Connection Pooling: Up to 20 concurrent read connections
Query Result Caching: Frequent queries are cached for 30-60 seconds
Read Replicas: Heavy read workloads can use read-only database copies
Prepared Statements: Common queries are pre-compiled for faster execution

Real-world Read Performance:

Dashboard loading: 50-100 queries in < 200ms total
Real-time updates: Background queries every 10 seconds
Report generation: Complex queries complete in < 2 seconds

Database Size & Storage Requirements

Maximum Database Size

SQLite theoretical limits are enormous:

Maximum database size: 281 TB (281,474,976,710,656 bytes)
Maximum row count: 2^64 rows
Maximum file size: Limited by filesystem (typically 8 TB+ on modern systems)

Realistic Size Expectations

To gauge how storage scales with traffic, assume each visit yields ~3.75 events (2.5 page views plus supporting clicks/custom events) and that aggregates add ~12% on top of the raw events file.

Per-Event Storage Estimate

Looking at the events schema (website ID, visitor signature, hostname, pathname, referrer, event type, metadata JSON, timestamps) and the indexes maintained (website_id + timestamp, pathname, user_signature), a single event typically consumes:

Component	Approx. bytes	Notes
Row payload	~150 B	Strings are stored as UTF-8; 64-byte signatures and 60-byte paths dominate
Index entries	~30 B	Timestamp + website composite index plus pathname index
Aggregate impact	~20 B	Hourly `site_stats`, `page_stats`, `ref_stats`, etc. grow slowly because they upsert per bucket, but budgeting ~20 B/event keeps headroom
Subtotal	~200 B	0.00019 MB/event
Safety margin (+20%)	+40 B	Covers WAL spillover, VACUUM windows, filesystem metadata
Total (plan for)	~240 B/event (~0.00024 MB)	Multiply by your daily events to predict growth

If you emit lots of custom events (e.g., scroll-depth, section-view, or button instrumentation that fires multiple times per session), plug the higher event count into this per-event estimate. Scroll-based automations can easily double or triple the daily event volume depending on page length.
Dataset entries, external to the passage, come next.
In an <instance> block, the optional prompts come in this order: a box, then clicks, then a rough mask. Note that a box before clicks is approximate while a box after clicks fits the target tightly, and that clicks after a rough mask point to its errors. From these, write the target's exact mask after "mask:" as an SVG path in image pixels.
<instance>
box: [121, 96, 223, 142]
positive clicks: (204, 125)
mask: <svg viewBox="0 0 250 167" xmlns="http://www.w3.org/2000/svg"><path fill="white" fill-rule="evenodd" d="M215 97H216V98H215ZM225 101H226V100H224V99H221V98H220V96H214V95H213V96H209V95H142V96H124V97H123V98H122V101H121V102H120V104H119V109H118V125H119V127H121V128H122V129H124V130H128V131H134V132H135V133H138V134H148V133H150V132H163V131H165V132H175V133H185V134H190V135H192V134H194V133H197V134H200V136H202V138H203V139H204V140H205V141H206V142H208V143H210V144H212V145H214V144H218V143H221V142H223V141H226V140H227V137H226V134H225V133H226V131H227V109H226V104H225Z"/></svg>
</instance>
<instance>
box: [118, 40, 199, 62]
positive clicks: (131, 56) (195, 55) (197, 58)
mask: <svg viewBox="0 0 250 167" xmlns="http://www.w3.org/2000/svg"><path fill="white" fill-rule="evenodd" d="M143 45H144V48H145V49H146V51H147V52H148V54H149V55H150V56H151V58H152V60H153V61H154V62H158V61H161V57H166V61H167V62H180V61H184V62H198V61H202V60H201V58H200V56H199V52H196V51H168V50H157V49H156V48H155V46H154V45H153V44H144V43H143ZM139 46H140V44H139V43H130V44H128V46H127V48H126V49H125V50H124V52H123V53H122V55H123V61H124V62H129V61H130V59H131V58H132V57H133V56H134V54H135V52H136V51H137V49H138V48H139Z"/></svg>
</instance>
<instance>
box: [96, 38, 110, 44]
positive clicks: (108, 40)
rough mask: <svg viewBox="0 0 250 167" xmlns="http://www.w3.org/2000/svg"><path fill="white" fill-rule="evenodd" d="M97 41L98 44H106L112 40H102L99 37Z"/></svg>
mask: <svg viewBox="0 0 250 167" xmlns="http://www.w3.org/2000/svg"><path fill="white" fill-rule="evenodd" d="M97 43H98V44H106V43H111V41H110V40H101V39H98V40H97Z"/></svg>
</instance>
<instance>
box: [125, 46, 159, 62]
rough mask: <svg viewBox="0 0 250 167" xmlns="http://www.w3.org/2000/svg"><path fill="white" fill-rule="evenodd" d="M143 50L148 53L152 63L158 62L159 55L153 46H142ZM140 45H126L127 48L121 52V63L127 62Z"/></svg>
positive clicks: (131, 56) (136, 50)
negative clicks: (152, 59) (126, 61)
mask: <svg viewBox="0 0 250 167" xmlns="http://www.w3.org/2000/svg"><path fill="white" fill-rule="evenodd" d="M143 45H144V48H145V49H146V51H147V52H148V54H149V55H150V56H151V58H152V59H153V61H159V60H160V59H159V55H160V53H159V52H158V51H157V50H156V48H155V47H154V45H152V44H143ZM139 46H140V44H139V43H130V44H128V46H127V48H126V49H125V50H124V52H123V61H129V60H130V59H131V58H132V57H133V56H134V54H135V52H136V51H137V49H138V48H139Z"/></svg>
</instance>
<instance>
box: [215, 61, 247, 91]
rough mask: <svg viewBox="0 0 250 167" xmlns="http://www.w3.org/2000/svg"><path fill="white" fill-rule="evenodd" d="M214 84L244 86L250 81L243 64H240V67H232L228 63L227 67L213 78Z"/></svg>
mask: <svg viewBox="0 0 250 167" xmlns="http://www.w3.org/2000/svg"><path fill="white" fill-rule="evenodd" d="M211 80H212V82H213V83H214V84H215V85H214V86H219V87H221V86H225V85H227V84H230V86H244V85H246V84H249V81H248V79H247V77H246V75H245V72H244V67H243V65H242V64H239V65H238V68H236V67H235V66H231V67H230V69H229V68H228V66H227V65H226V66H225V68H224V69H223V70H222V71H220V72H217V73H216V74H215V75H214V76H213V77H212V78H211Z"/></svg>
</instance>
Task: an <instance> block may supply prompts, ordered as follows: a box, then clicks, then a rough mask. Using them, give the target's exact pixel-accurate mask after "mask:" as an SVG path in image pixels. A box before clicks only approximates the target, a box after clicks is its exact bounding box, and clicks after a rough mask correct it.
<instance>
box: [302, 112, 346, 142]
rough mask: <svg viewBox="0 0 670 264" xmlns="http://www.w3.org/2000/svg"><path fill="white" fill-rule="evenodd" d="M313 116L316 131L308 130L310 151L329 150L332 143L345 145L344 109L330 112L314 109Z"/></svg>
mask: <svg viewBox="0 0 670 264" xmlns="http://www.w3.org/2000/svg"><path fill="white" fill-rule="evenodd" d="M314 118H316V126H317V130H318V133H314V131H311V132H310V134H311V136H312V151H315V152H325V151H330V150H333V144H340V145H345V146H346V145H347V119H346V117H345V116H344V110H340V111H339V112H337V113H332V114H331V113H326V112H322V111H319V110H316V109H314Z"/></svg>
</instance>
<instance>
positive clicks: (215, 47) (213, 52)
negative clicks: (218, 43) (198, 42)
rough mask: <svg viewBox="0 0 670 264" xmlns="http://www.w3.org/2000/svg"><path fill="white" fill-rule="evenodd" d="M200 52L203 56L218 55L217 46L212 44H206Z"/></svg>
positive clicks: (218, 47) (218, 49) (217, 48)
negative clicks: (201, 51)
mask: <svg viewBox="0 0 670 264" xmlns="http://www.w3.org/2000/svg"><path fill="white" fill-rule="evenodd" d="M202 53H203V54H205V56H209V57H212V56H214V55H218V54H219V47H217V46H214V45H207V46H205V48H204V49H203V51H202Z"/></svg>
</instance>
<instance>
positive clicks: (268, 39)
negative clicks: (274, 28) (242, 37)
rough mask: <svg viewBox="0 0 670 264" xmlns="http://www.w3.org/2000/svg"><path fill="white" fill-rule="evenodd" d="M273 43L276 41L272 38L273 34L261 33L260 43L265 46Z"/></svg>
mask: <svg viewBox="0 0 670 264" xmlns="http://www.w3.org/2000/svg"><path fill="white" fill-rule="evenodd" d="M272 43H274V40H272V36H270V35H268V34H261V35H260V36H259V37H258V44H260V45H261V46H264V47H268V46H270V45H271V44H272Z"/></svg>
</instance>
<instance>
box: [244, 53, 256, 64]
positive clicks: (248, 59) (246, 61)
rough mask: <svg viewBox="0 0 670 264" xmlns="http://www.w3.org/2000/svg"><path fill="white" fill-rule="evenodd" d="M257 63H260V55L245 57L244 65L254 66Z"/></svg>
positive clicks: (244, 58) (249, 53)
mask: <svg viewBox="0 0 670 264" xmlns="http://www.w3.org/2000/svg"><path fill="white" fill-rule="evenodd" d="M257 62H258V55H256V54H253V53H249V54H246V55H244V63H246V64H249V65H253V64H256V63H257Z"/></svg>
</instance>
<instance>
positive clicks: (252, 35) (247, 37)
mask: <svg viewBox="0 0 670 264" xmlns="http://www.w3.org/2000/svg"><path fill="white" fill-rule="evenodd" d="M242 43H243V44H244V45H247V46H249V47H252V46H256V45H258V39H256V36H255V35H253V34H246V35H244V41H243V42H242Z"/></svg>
Storage Comparison by Traffic Tier

Traffic Tier	Daily Visits	Events/day	Persistent Growth/day	1-year Storage	5-year Storage (20% YoY)
Small / Personal	1,000	~3,750	~0.72 MB	~0.26 GB	~1.9 GB
Medium / Business	10,000	~37,500	~7.2 MB	~2.6 GB	~19 GB
Large / High-Traffic	100,000	~375,000	~72 MB	~25.7 GB	~191 GB

Add ~15% headroom on top of the yearly/long-term numbers to account for WAL files, VACUUM windows, and OS-level free space recommendations.
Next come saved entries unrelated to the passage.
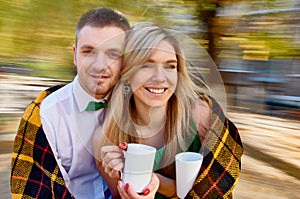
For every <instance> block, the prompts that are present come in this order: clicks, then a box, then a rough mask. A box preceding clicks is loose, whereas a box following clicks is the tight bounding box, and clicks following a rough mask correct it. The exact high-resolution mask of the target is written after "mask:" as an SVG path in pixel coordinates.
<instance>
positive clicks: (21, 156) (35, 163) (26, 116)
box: [10, 86, 72, 199]
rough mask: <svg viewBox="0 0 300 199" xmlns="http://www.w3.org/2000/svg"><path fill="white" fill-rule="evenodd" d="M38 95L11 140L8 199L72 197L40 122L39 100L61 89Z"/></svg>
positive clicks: (45, 91)
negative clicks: (8, 195)
mask: <svg viewBox="0 0 300 199" xmlns="http://www.w3.org/2000/svg"><path fill="white" fill-rule="evenodd" d="M61 87H62V86H55V87H52V88H49V89H48V90H46V91H43V92H41V93H40V95H39V96H38V97H37V98H36V99H35V100H34V101H33V102H32V103H31V104H29V106H28V107H27V108H26V110H25V112H24V114H23V116H22V118H21V121H20V125H19V129H18V132H17V135H16V137H15V142H14V147H13V154H12V162H11V176H10V185H11V193H12V198H13V199H14V198H43V199H47V198H59V199H64V198H72V196H71V194H70V192H69V191H68V189H67V188H66V186H65V182H64V180H63V177H62V174H61V172H60V170H59V167H58V165H57V163H56V160H55V158H54V156H53V153H52V150H51V148H50V145H49V143H48V141H47V138H46V135H45V133H44V131H43V129H42V125H41V120H40V112H39V111H40V104H41V101H42V100H43V99H44V98H45V97H46V96H47V95H49V94H50V93H52V92H54V91H55V90H57V89H59V88H61Z"/></svg>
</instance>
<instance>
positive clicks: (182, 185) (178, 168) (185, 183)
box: [175, 152, 203, 198]
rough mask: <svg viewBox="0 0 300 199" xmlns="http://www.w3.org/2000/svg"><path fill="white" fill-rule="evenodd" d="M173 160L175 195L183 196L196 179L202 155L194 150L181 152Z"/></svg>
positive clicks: (185, 195) (202, 159)
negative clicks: (174, 165) (175, 191)
mask: <svg viewBox="0 0 300 199" xmlns="http://www.w3.org/2000/svg"><path fill="white" fill-rule="evenodd" d="M175 161H176V163H175V164H176V191H177V196H178V197H179V198H184V197H185V196H186V194H187V193H188V192H189V190H190V189H191V188H192V186H193V184H194V182H195V180H196V177H197V175H198V173H199V170H200V168H201V165H202V161H203V155H202V154H200V153H196V152H182V153H179V154H177V155H176V156H175Z"/></svg>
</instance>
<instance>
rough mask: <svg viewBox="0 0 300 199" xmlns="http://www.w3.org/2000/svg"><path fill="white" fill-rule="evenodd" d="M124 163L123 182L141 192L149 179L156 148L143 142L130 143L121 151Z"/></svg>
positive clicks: (124, 183)
mask: <svg viewBox="0 0 300 199" xmlns="http://www.w3.org/2000/svg"><path fill="white" fill-rule="evenodd" d="M123 153H124V157H125V164H124V169H123V173H122V181H123V183H124V184H125V183H128V184H129V185H130V186H131V187H132V188H133V189H134V190H135V192H137V193H142V192H143V191H144V188H145V187H146V186H147V185H148V184H149V182H150V181H151V176H152V172H153V165H154V159H155V154H156V149H155V148H154V147H152V146H148V145H144V144H134V143H130V144H128V145H127V150H126V151H125V150H124V151H123Z"/></svg>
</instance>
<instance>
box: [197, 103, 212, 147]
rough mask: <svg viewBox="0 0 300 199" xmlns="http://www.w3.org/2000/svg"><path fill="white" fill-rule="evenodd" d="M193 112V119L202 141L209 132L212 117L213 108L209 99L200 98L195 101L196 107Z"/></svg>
mask: <svg viewBox="0 0 300 199" xmlns="http://www.w3.org/2000/svg"><path fill="white" fill-rule="evenodd" d="M192 112H193V121H194V122H195V124H196V127H197V130H198V135H199V137H200V139H201V141H203V139H204V137H205V136H206V134H207V133H208V130H209V127H210V121H211V117H212V108H211V105H210V103H209V101H207V100H205V99H202V98H199V99H198V100H197V102H196V103H195V107H194V108H193V110H192Z"/></svg>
Because aggregates are hourly and deduplicated, storage grows linearly with time rather than exponentially with traffic spikes. If needed, archival policies can move data older than two years into separate SQLite files without touching live dashboards.

Conclusion

Fusionaly uses SQLite wisely: the hot events table stays lean, dashboards query compact hourly aggregates, and most queries target recent time ranges. Even a modest instance can sustain ~400 req/sec during load tests—enough to ingest hundreds of thousands of events per day while keeping charts responsive. Because aggregates compress historical data and the write path never blocks readers, this architecture comfortably handles millions of daily events for most single-tenant deployments.